A few weeks ago, an estimated 30,000 people — filthy, dust-covered, dreadlocked people — gathered at Big Summit Prairie, deep in Oregon’s Ochoco National Forest for Oregon Eclipse 2017†, a Burning Man-style festival of art and music centered around the total solar eclipse, at a site directly in the path of totality. Despite a firm vow never to attend Burning Man or anything like it, I was there. Glad I came and even gladder to leave, this is my story.
When Steve Bramucci invited me to Oregon to watch the solar eclipse, he was vague on the details. A once-in-a-generation total solar eclipse, surely that’s worth driving to Oregon for, right? He made it sound like a little party in a park — bands, sunshine, maybe some food trucks. Or maybe I only heard what I wanted to. It wasn’t until a few days before we were set to leave that I realized I was basically going to Burning Man. That’s kind of Steve’s MO, giving me just enough details that I’m intrigued, but not so many that I’ll get cold feet and back out. He knows that by the time I understand the full picture I’ll already be committed. I won’t lie, it works.
I’m decidedly a non-festival person. Possibly my favorite week of the year is the week of Burning Man, when San Francisco, where I live, is refreshingly free of Burners. I try to avoid white people with dreadlocks as a general rule, and music festivals are their Hajj. In fact if I could isolate a single reason I agreed to come, it was the allure of an obviously bad idea. In my mind, once an idea reaches a kind of critical mass of terrible, it comes back around to being good again. Call it ironic, I think it’s more morbid curiosity. If I do something I’d normally not be caught dead doing, could I witness the afterlife?

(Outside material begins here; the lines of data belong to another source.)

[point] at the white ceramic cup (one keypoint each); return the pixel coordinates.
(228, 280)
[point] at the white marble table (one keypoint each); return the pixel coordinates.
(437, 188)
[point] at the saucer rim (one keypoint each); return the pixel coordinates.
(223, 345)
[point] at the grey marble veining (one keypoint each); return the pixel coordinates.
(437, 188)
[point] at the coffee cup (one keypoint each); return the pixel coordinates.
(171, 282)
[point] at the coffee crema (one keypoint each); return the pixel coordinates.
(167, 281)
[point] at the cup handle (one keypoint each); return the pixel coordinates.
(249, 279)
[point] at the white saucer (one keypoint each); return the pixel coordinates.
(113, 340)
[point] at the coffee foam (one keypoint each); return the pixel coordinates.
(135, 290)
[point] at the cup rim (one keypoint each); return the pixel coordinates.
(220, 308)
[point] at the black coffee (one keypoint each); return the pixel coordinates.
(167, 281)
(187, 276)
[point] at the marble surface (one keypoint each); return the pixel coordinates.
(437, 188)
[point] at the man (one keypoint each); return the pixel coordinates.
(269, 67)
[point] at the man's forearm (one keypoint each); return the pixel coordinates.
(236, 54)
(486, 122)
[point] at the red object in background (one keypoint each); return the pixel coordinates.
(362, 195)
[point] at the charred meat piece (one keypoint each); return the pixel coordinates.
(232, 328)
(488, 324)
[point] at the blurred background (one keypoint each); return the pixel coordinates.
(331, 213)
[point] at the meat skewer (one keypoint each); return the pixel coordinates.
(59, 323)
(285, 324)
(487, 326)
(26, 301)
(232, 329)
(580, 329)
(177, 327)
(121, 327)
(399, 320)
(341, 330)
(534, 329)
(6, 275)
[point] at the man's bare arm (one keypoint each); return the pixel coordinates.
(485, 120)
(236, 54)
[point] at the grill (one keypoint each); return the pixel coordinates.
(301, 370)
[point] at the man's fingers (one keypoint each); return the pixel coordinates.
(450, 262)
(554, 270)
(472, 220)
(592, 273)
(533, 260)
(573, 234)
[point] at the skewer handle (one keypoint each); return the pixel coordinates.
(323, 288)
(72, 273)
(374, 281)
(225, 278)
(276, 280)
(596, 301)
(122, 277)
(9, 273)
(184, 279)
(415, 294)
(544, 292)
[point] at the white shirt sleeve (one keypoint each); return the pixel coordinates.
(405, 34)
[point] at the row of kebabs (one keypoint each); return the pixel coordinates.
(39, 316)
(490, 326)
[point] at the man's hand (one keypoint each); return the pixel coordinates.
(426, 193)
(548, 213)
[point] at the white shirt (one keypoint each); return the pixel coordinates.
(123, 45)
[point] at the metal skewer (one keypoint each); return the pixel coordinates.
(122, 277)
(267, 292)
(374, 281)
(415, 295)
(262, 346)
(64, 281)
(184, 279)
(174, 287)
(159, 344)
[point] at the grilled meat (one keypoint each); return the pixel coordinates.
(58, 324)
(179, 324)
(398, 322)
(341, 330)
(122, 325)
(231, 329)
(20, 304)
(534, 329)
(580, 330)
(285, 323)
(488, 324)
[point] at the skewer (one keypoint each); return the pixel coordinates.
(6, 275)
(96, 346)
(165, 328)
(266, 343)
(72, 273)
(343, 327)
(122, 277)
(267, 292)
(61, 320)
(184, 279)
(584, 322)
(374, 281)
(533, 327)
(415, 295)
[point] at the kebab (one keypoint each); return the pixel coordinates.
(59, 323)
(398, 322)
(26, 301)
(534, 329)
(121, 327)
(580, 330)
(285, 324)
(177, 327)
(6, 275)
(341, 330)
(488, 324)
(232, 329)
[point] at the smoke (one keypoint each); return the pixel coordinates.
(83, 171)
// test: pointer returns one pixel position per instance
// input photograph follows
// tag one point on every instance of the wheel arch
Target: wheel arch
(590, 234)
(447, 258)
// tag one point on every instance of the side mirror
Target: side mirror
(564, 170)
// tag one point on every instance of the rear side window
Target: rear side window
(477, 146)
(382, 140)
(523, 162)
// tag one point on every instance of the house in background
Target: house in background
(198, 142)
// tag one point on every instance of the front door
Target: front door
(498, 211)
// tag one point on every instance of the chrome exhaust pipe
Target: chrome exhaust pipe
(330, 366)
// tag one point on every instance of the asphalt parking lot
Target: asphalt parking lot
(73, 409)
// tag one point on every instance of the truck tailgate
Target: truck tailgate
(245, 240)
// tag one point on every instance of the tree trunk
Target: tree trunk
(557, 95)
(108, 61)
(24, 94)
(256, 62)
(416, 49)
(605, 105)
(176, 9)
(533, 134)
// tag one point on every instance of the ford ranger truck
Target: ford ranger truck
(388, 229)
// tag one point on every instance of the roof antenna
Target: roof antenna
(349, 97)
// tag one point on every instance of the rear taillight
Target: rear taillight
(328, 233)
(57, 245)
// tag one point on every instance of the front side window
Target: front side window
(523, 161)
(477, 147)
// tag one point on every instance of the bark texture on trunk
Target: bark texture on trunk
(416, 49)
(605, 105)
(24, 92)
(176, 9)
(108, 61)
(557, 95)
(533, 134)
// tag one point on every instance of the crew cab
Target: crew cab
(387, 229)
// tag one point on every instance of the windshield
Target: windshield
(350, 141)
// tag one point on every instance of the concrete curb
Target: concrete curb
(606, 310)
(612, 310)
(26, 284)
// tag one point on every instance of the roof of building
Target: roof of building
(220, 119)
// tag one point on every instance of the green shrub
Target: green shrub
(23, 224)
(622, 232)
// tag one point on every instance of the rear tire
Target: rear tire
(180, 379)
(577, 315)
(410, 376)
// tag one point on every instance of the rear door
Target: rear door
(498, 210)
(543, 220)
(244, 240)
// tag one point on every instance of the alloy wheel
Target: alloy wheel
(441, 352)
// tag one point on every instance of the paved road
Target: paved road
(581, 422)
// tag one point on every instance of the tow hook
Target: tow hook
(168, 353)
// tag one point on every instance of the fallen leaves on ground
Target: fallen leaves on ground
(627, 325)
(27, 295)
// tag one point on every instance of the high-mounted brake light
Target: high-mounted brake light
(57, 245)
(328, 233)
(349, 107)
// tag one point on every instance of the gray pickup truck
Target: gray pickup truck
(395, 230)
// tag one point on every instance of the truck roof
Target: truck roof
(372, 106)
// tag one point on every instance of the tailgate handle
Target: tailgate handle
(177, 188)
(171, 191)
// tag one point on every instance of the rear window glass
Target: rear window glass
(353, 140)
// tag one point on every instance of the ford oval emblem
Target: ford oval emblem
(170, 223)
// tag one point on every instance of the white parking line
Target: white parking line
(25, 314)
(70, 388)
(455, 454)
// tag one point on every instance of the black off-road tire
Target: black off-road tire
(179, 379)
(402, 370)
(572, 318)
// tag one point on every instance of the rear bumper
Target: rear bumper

The website promised “a new collaborative environment transcending nation, language, and creed. In a fragmented world, creating opportunities for the gathering of community is the most noble task we can think of and we do so with the intention to create new relationships and partnerships, visions and ideas that we could not have come up with our own.”
Like virtually everything aimed at millennials, it was preposterously high-minded and entirely vague. It could just as well have been copy for shared workspaces, or vegan mayo.
Oregon Eclipse 2017 is a destination event. The site is far from populated areas and cut off from phone reception which takes all who come further away from the default world of meetings, commutes, and daily grind.
Most people in attendance will travel a great distance and make a great commitment to share in this experience. These are the people who we wish to commune with. Dedicated, authentic seekers of awe and truth and beauty.
A more succinct version would read “DO DRUGS. GET NAKED. SLEEP IN THE DIRT.” It’d probably be more effective, too. But the target demo seemed to understand it just fine, like some kind of rave hippie dog whistle.
Anyway, I’m getting ahead of myself. First we had to get there. Prineville, Oregon, the nearest town to Big Summit Prairie (and still a good 90 minutes away), is about nine hours from San Francisco. Which seemed downright tolerable compared to my traveling companions’ drives. Steve and Amanda Miller from Uproxx Video had been driving since LA by the time they picked me up — a six or seven hour drive assuming ideal conditions and speeding.
I took over driving duties once they arrived and got us over the Oregon border before letting Steve take over in the wee hours of the morning. Oregon really doesn’t get enough credit for being mostly barren wilderness. Not to mention the fact that they have one of those laws where you can’t pump your own gas, so even when you can find a station after midnight, most aren’t open. I finally found one after two or three failed freeway exits, and Steve took over. A few hours later I awoke violently to the feeling of rumble strips (which that part of Oregon helpfully provides on both shoulder and centerline) to see Steve leaned all the way forward in his seat, blinking blearily and trying to shake away the drowsiness.
“I think I might need to pull over for a nap,” he mumbled vaguely.
I told Steve I could take over if he needed and almost instantly fell back asleep, the threat of a violent wreck notwithstanding. I awoke again a bit later with no real conception of how much time had elapsed, to the sound of thumping in the bed of our Chevy Silverado. We were stopped at another gas station. It was starting to get light out, and Steve, it seems, had picked up hitchhikers. They’d hooked up with a ride share on Craigslist but it had only taken them as far as Prineville. How this information had passed between them and our driver, I don’t know. Now the truck’s doors were open, exposing us to the crisp dawn air of the high desert, and I was freezing. I considered grabbing my jacket, but it was now buried under two giggling strangers and 100 pounds worth of their gear. Hitchhikers? What the fuck? It occurred to me then, not for the first time, that Steve might not be the best traveling companion, seeing as how I’m the type of person who chooses movie seats based on how far away they are from other people, and Steve is the type of person who invites complete strangers to sit on our food.